上野・東京国立博物館の正門を左に30メートル歩くと、重厚な武家屋敷門が見えてくる。もとは千代田城下・丸の内にあった因州藩邸。慶応四年四月二十四日、岩倉具視(ともみ)の三子・東山道鎮撫(ちんぶ)総督岩倉具定(ともさだ)は夕方、板橋から因州藩邸に入った。岡田家の武術指南役・横倉喜三次(きそうじ)も従った。翌二十五日正午ごろ、板橋より早駕寵があり「御預かりの大久保大和は死罪、ついては横倉喜三次に太刀取りをするように」との使いがあった。
横倉喜三次は急いで板橋に帰った。
刑場となったのは馬捨て場といわれる広場。中央に近藤勇は黒羽重に黒の紋付、羽織を着て座り、下役人が腰綱を持っていた。 近藤の前には穴が掘られ、周囲を監察方をはじめ兵士、牢役人が厳重に取り囲んだ。近隣の屋根の上、土手の上は見物人でいっ
ぱいだった。
横倉喜三次は近藤に最後の挨拶をし「私が太刀取りを命じられました。何か申しおかれることがありましたら承ります」というと、近藤はことのほか喜んで、「君の太刀取りならば何も申しおくことはありません。よろしくたのみます」と言った。
斬首の場面を陰から見ていた勇の甥・宮川勇五郎は「丈の高い方の人は『やっ』というと一太刀で斬りましたが、誠に見事な腕前でした」と語り残している。首が斬られる瞬間、勇の体が立ち上がるようにして前に倒れ、首穴にかかる橋のようになり、穴に落ちた首には血がかからなかった。

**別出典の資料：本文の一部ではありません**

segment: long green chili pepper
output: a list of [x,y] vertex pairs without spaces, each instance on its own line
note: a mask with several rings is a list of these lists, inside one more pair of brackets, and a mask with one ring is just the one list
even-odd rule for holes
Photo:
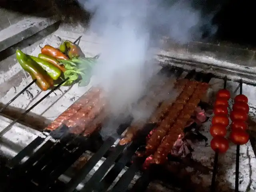
[[68,40],[61,44],[60,46],[60,50],[63,53],[67,54],[70,58],[74,57],[79,57],[81,53],[81,50],[79,47]]
[[46,45],[43,47],[41,49],[41,52],[42,54],[51,56],[57,59],[68,59],[68,57],[60,50],[49,45]]
[[61,75],[61,70],[53,64],[38,57],[28,56],[41,66],[54,80],[57,80]]
[[52,64],[54,65],[63,72],[66,70],[66,69],[63,65],[60,64],[60,62],[58,61],[57,59],[54,57],[40,53],[38,54],[38,58],[43,59],[45,61],[48,61],[49,63],[51,63]]
[[43,91],[46,91],[53,85],[53,80],[39,64],[20,50],[16,51],[17,60],[21,67],[31,76],[36,83]]

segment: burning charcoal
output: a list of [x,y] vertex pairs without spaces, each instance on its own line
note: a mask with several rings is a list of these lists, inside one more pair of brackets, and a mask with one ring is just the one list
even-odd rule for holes
[[188,140],[184,139],[184,134],[179,136],[172,150],[172,155],[176,156],[186,156],[191,154],[191,149],[192,149],[191,144]]

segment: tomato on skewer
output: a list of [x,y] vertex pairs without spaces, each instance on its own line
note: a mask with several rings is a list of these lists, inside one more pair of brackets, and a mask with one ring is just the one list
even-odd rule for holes
[[222,98],[228,100],[230,98],[230,93],[226,89],[221,89],[217,92],[217,99]]
[[243,145],[248,142],[249,134],[245,131],[240,130],[234,130],[229,136],[231,141],[236,145]]
[[247,98],[247,97],[245,95],[242,94],[240,94],[240,95],[236,96],[234,100],[235,101],[235,102],[236,102],[238,101],[241,101],[246,103],[248,102],[248,98]]
[[224,137],[217,136],[211,141],[211,147],[216,152],[224,153],[228,149],[228,141]]
[[212,124],[213,125],[221,124],[226,127],[229,124],[229,120],[224,115],[216,115],[212,118]]
[[225,126],[221,124],[215,124],[211,127],[210,132],[213,137],[217,136],[224,137],[227,134],[227,130]]
[[214,107],[222,105],[226,108],[228,107],[228,100],[223,98],[218,98],[214,104]]
[[246,131],[248,128],[246,123],[242,121],[235,120],[233,121],[232,122],[230,127],[232,131],[236,131],[236,130]]
[[230,112],[230,116],[232,121],[236,120],[246,121],[247,120],[248,115],[244,111],[233,110]]
[[213,112],[214,115],[227,115],[228,111],[228,108],[224,105],[217,105],[214,107]]
[[242,101],[235,102],[233,105],[232,109],[233,110],[242,110],[246,113],[249,112],[249,106],[248,104]]

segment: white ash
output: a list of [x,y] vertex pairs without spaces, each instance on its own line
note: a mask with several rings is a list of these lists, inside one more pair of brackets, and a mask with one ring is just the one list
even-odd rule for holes
[[[212,79],[210,82],[210,84],[213,88],[213,90],[218,90],[222,88],[223,81]],[[230,87],[234,89],[236,88],[234,87],[236,86],[233,84],[228,84],[228,86],[229,89]],[[250,87],[251,92],[255,91],[255,89],[252,90],[252,86]],[[232,90],[233,89],[231,88],[230,90]],[[248,90],[247,91],[248,91]],[[248,96],[249,102],[252,103],[255,101],[250,99],[252,97],[251,96],[252,93],[251,95],[246,95]],[[255,112],[255,110],[251,108],[250,109],[251,113],[254,111]],[[255,120],[255,117],[252,117],[252,118]],[[198,142],[192,146],[194,150],[194,152],[192,152],[192,158],[201,162],[203,165],[212,169],[215,153],[210,145],[210,141],[212,138],[210,133],[211,120],[211,118],[210,118],[208,122],[203,124],[202,131],[201,132],[208,140],[206,144],[204,142]],[[229,133],[228,133],[228,134]],[[219,156],[218,173],[216,182],[217,185],[217,191],[233,191],[234,189],[236,150],[236,146],[230,142],[230,148],[227,152]],[[256,162],[255,156],[250,142],[249,142],[246,145],[241,146],[239,165],[239,181],[240,182],[239,184],[239,191],[254,191],[254,190],[256,190]],[[210,186],[211,179],[212,174],[206,175],[202,174],[196,174],[192,178],[192,180],[196,182],[200,181],[202,184],[205,186]],[[251,191],[248,191],[248,190]]]

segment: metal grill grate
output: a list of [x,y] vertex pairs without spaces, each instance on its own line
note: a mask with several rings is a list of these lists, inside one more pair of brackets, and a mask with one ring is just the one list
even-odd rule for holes
[[[177,77],[179,77],[183,72],[181,68],[168,66],[164,67],[161,72],[166,72],[166,71],[169,75],[175,74]],[[194,78],[197,81],[208,82],[212,77],[213,76],[211,74],[205,74],[192,70],[189,72],[185,78],[191,79]],[[49,94],[52,91],[49,92]],[[39,102],[36,104],[38,103]],[[36,104],[34,105],[33,107]],[[18,120],[14,121],[12,125]],[[128,119],[127,121],[118,128],[117,135],[109,137],[103,142],[100,149],[67,184],[58,180],[58,178],[86,150],[90,150],[90,146],[95,141],[95,137],[97,136],[94,134],[85,137],[80,135],[71,134],[68,132],[68,128],[65,125],[58,128],[58,134],[55,131],[50,133],[45,131],[43,133],[44,136],[37,137],[12,159],[6,166],[1,168],[1,178],[2,183],[5,184],[0,186],[0,190],[2,192],[12,192],[23,189],[28,192],[42,192],[54,191],[54,189],[57,188],[59,191],[64,192],[74,191],[78,185],[88,176],[97,163],[108,154],[104,163],[80,191],[107,191],[121,171],[135,156],[132,163],[130,163],[127,170],[110,190],[113,192],[127,191],[132,180],[141,170],[145,160],[144,157],[134,156],[135,153],[140,146],[145,144],[147,135],[155,126],[154,124],[146,125],[131,143],[128,145],[118,145],[110,152],[116,138],[119,137],[129,126],[131,119]],[[8,128],[1,133],[8,131]],[[24,163],[20,164],[22,159],[27,156],[29,158]],[[160,167],[157,169],[160,169]],[[156,169],[155,167],[151,167],[144,171],[130,191],[145,190],[150,182],[155,179],[152,173],[156,172]]]

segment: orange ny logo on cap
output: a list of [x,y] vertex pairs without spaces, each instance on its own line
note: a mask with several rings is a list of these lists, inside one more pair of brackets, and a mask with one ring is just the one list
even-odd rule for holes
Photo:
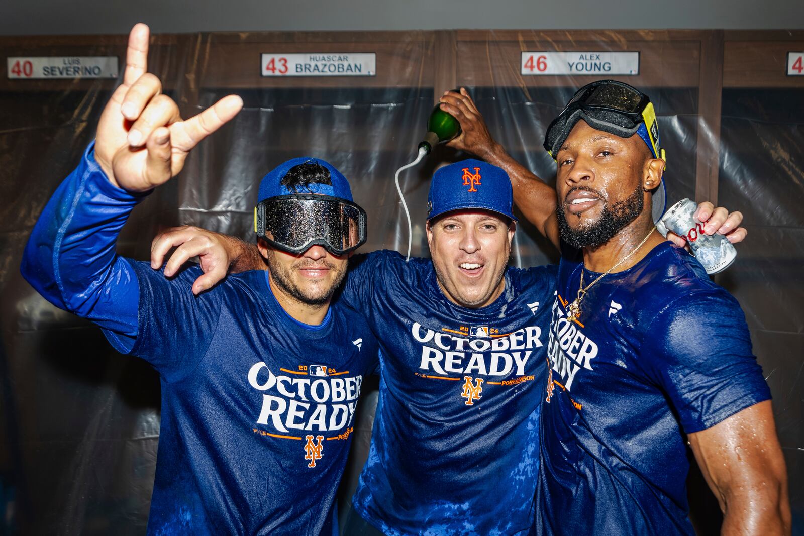
[[471,186],[466,191],[468,192],[476,192],[478,189],[474,186],[480,186],[480,168],[474,168],[474,174],[473,175],[469,172],[469,168],[463,168],[463,186]]

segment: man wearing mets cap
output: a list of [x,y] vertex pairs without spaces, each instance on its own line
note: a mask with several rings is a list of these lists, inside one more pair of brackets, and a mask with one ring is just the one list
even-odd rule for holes
[[260,186],[255,231],[268,271],[196,297],[190,284],[201,268],[162,273],[116,255],[144,194],[178,174],[187,151],[242,105],[230,96],[203,120],[177,119],[175,103],[145,72],[147,45],[137,25],[124,84],[37,222],[23,274],[159,373],[149,534],[334,534],[334,493],[377,345],[363,317],[331,296],[365,240],[365,213],[332,166],[298,158]]
[[[363,313],[382,350],[347,534],[527,534],[556,268],[507,265],[516,218],[502,169],[442,167],[429,199],[432,260],[355,256],[338,298]],[[183,232],[157,240],[159,262]],[[244,249],[224,243],[229,258]]]
[[[539,191],[534,198],[554,207],[555,191]],[[395,252],[353,259],[341,299],[364,310],[382,349],[371,448],[353,505],[385,534],[531,529],[556,268],[507,266],[511,198],[499,167],[445,166],[429,200],[432,260],[405,263]],[[154,251],[161,259],[166,248]],[[353,521],[348,534],[367,534]]]

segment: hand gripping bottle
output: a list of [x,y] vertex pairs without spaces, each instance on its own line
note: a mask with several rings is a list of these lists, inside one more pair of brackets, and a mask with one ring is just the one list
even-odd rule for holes
[[429,153],[436,144],[449,141],[460,133],[461,124],[458,121],[436,104],[427,120],[427,133],[419,143],[419,149],[424,149]]

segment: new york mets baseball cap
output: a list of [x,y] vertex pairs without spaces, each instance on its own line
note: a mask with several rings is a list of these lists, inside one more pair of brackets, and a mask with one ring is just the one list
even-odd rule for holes
[[502,168],[470,158],[445,166],[433,176],[427,219],[472,208],[497,212],[515,222],[511,178]]
[[[304,164],[305,162],[313,162],[326,168],[330,172],[330,179],[332,182],[332,185],[312,182],[306,186],[305,191],[294,192],[288,190],[281,184],[282,179],[285,178],[285,175],[287,174],[291,168],[299,164]],[[260,193],[257,203],[265,201],[269,198],[277,197],[277,195],[291,195],[293,194],[321,194],[354,203],[351,196],[351,188],[349,187],[349,181],[347,180],[346,177],[328,162],[312,157],[293,158],[269,171],[268,174],[263,177],[262,181],[260,182]]]

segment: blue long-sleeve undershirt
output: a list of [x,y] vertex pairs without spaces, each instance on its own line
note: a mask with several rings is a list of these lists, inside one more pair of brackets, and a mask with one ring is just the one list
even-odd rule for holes
[[115,348],[128,352],[137,334],[140,289],[115,243],[145,196],[109,182],[95,160],[94,145],[43,211],[20,270],[46,300],[92,321]]

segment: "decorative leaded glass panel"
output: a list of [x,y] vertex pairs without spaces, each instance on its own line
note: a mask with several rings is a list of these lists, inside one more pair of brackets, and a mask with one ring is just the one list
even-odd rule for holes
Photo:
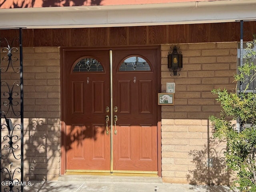
[[119,68],[119,71],[151,70],[150,67],[146,60],[137,56],[127,58]]
[[99,61],[93,58],[84,58],[76,64],[73,72],[104,71],[102,65]]

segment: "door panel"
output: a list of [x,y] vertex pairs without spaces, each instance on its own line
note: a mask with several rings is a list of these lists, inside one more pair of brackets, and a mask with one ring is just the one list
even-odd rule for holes
[[[119,71],[134,53],[148,61],[151,70],[135,71],[136,64],[128,63],[123,68],[134,71]],[[118,93],[113,96],[118,108],[114,113],[118,117],[117,134],[113,135],[114,172],[157,171],[156,54],[150,49],[113,52],[113,92]]]
[[131,82],[129,80],[118,81],[118,98],[122,98],[118,101],[118,108],[120,114],[131,113]]
[[143,80],[139,81],[139,97],[140,114],[152,114],[154,102],[153,84],[152,80]]
[[[83,58],[96,59],[104,71],[77,71],[88,69],[84,64],[90,59],[80,62]],[[105,108],[110,106],[109,61],[108,50],[70,50],[66,54],[67,170],[109,169],[110,137],[105,120]],[[92,64],[92,70],[100,67],[95,60]]]

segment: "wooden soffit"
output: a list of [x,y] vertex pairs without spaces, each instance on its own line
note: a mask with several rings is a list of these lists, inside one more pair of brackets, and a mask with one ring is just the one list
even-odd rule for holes
[[[106,2],[107,0],[103,0],[101,3],[104,1]],[[108,2],[112,5],[0,9],[0,28],[117,27],[256,19],[255,0],[198,0],[196,2],[194,0],[132,0],[127,1],[127,3],[132,2],[133,4],[112,4],[114,2],[118,4],[118,2],[123,1],[126,2],[110,0]],[[142,1],[146,3],[138,4]],[[169,2],[152,3],[157,2]]]

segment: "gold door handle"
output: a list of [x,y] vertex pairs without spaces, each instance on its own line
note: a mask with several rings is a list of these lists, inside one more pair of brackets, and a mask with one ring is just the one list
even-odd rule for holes
[[109,121],[109,117],[108,115],[106,115],[105,116],[105,120],[106,120],[106,133],[107,135],[108,135],[109,134],[109,131],[108,131],[108,122]]
[[116,130],[116,126],[117,121],[117,115],[115,115],[114,116],[114,124],[115,126],[115,130],[114,132],[114,133],[115,135],[116,135],[116,134],[117,134],[117,131]]

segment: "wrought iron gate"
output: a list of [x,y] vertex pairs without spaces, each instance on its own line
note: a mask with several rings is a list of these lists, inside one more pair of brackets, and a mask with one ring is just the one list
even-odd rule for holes
[[19,37],[0,36],[0,190],[4,192],[23,191],[22,28],[16,29]]

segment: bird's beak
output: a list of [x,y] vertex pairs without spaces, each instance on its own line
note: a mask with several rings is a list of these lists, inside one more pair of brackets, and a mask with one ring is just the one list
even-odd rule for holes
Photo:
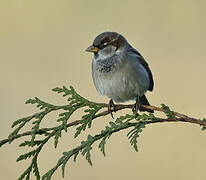
[[98,51],[99,51],[99,48],[91,45],[91,46],[89,46],[89,47],[86,49],[86,51],[87,51],[87,52],[98,52]]

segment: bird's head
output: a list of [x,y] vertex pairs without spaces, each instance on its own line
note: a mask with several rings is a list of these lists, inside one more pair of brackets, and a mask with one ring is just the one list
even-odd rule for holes
[[127,40],[116,32],[103,32],[99,34],[93,44],[86,51],[93,52],[95,56],[107,58],[115,53],[121,53],[127,46]]

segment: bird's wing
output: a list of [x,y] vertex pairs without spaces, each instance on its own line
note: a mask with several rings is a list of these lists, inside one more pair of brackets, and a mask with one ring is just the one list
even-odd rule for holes
[[150,84],[149,84],[148,90],[152,91],[153,87],[154,87],[154,80],[153,80],[152,72],[151,72],[151,70],[149,68],[149,64],[145,61],[143,56],[136,49],[134,49],[131,45],[129,46],[129,51],[132,51],[133,53],[135,53],[138,56],[139,62],[146,69],[146,71],[147,71],[147,73],[149,75],[149,79],[150,79]]

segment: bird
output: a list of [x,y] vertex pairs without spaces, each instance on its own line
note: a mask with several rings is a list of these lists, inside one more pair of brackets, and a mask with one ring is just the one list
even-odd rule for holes
[[114,101],[121,103],[133,100],[136,101],[133,107],[136,112],[154,112],[141,106],[150,105],[145,93],[154,87],[149,64],[123,35],[103,32],[86,51],[94,53],[93,82],[99,94],[110,99],[108,110],[112,118],[112,109],[115,112]]

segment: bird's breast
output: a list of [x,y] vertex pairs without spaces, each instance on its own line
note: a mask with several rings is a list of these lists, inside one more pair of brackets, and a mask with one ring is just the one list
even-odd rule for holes
[[116,102],[134,100],[142,96],[149,86],[148,74],[142,67],[118,61],[93,61],[92,76],[97,91]]

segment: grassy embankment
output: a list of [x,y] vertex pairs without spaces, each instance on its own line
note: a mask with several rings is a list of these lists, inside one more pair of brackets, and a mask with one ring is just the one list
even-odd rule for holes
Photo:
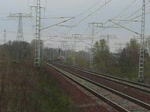
[[44,68],[0,63],[1,112],[75,112],[75,105]]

参謀北嶋仙太郎は首実検のあと、近藤の首級(しゆきゆう)を白木綿で巻き、アルコール漬けにして箱に入れ因州藩邸に送った。岩倉具定による検分があった。勇の首は京都に送られ、三条河原で三日間梟首(きょうしゅ)にさらされた。勇の首が描かれた号外の瓦版が五月の京の空に舞っていた。